Fetch multiple GitHub issues in parallel and summarize them — something auto-managed state agents can’t do in a single round.
import {
  agent,
  assert,
  callTools,
  output,
  pick,
  progressLogNotifyEvent,
  userInterfaceTools,
} from "@guildai/agents-sdk"
import { gitHubTools } from "@guildai-services/guildai~github"
import { z } from "zod"

const tools = {
  ...userInterfaceTools,
  ...pick(gitHubTools, ["github_issues_get"]),
}

export default agent({
  description: "Fetches multiple GitHub issues in parallel and summarizes them.",

  inputSchema: z.object({
    repo: z.string().describe("Repository in 'owner/repo' format"),
    issues: z.array(z.number()).describe("Issue numbers to summarize"),
  }),

  outputSchema: z.object({
    summaries: z.array(
      z.object({
        issue_number: z.number(),
        title: z.string(),
        summary: z.string(),
      })
    ),
  }),

  stateSchema: z.object({
    owner: z.string(),
    repo: z.string(),
    issueNumbers: z.array(z.number()),
  }),

  tools,

  start: async (input, task) => {
    const [owner, repo] = input.repo.split("/")

    await task.ui?.notify(progressLogNotifyEvent("Fetching issues..."))

    // Save state so onToolResults knows what we requested
    await task.save({ owner, repo, issueNumbers: input.issues })
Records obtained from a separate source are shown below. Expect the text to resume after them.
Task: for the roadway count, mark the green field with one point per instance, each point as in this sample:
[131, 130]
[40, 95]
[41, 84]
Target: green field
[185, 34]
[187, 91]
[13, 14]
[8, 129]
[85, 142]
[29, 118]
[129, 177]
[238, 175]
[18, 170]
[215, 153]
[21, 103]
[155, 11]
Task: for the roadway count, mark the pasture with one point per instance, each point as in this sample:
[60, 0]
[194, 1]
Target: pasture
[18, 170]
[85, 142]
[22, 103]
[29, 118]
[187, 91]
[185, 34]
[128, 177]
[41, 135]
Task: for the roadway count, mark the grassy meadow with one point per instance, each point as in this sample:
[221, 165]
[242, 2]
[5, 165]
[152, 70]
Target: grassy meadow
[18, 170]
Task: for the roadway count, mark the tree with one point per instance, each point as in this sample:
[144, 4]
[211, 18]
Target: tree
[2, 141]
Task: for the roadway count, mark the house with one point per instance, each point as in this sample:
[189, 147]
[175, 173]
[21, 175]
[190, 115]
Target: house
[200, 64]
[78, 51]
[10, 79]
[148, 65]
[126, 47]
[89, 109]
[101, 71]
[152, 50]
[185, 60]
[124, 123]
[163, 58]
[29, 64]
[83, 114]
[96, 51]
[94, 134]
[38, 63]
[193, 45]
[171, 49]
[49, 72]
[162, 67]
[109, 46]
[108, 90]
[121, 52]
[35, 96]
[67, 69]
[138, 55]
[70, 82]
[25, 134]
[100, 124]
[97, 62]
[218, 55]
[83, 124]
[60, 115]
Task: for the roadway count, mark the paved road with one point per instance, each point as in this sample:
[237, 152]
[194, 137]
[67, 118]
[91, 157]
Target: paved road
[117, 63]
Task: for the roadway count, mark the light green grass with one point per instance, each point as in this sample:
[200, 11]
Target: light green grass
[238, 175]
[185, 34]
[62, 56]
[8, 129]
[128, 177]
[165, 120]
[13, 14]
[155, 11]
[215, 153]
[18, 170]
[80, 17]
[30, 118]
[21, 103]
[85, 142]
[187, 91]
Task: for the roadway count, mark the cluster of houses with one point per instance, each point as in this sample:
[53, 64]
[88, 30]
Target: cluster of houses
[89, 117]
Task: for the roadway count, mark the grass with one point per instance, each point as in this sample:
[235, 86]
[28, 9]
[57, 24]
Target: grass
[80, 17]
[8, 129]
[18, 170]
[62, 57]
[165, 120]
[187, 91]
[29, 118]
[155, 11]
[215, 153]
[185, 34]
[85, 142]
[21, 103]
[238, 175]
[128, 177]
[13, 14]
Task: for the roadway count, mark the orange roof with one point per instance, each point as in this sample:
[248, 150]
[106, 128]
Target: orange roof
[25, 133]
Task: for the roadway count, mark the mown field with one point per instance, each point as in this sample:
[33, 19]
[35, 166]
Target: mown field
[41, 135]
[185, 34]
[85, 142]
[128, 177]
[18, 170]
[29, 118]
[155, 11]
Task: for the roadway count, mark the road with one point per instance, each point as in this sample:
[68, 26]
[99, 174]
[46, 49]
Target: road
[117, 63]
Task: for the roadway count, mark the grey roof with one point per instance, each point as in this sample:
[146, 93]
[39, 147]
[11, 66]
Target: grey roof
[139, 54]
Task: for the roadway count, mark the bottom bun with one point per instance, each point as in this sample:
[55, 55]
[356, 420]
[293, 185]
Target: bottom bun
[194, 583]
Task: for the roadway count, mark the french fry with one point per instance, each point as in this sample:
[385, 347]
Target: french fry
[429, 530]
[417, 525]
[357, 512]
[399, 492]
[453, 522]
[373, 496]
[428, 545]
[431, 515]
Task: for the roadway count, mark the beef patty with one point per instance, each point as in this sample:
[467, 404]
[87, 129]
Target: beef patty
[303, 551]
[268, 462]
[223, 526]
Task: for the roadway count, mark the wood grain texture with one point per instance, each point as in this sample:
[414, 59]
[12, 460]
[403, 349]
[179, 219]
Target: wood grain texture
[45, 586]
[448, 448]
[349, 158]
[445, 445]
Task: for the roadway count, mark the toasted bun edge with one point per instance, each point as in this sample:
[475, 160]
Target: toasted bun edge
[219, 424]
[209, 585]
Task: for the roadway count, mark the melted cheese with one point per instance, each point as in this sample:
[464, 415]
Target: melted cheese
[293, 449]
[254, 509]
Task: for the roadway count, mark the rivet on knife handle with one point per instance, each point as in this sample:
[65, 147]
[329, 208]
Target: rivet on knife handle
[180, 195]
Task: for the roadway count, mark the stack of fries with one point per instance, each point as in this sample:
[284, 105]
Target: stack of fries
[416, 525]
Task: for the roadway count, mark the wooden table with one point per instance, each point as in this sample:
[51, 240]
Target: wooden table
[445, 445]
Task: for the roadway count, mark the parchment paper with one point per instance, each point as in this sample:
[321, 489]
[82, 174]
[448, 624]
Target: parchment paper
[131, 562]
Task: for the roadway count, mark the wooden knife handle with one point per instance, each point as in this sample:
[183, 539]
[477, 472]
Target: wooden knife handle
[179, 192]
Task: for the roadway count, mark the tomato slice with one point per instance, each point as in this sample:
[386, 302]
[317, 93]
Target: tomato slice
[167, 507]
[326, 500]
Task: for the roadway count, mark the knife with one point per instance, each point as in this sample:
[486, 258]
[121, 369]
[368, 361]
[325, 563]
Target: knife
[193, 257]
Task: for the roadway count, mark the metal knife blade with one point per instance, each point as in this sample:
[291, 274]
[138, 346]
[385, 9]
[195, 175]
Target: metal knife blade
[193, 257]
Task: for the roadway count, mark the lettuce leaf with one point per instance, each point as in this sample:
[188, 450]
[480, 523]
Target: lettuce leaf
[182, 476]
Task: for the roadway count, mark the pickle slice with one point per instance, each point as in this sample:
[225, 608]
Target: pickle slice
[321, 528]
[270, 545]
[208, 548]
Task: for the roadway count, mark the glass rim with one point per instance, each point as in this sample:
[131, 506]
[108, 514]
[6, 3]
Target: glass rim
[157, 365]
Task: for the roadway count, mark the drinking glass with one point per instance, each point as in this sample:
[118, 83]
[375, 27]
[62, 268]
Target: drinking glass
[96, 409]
    // Fetch all issues in parallel
    return callTools(
      input.issues.map((issue_number) => ({
        toolName: "github_issues_get" as const,
        args: { owner, repo, issue_number },
      }))
    )
  },

  onToolResults: async (results, task) => {
    const state = await task.restore()
    assert(state !== undefined)

    await task.ui?.notify(progressLogNotifyEvent("Summarizing..."))

    const summaries = await Promise.all(
      results.map(async (result, i) => {
        const issue = result.output
        const llmResult = await task.llm.generateText({
          prompt: `Summarize this GitHub issue in one sentence:\n\n${issue?.body}`,
        })

        return {
          issue_number: state.issueNumbers[i],
          title: issue?.title ?? "Unknown",
          summary: llmResult.text,
        }
      })
    )

    return output({ summaries })
  },
})

Error handling

Throw an error from start or onToolResults to fail the agent. Tool errors arrive in the results array as objects with an error property.
onToolResults: async (results, task) => {
  for (const result of results) {
    if ("error" in result) {
      throw new Error(`Tool ${result.toolName} failed: ${result.error}`)
    }
  }
  // Process successful results...
}

When to use self-managed state

SituationUse self-managed?
Parallel tool callsYes
Complex state across multiple tool roundsYes
Full control over execution flowYes
Simple sequential logicNo — use auto-managed state
Task expressible as a prompt + toolsNo — use LLM agents
The runtime only supports @guildai/agents-sdk and zod. You cannot import external npm packages or Node.js built-in modules — agents run in a sandboxed environment.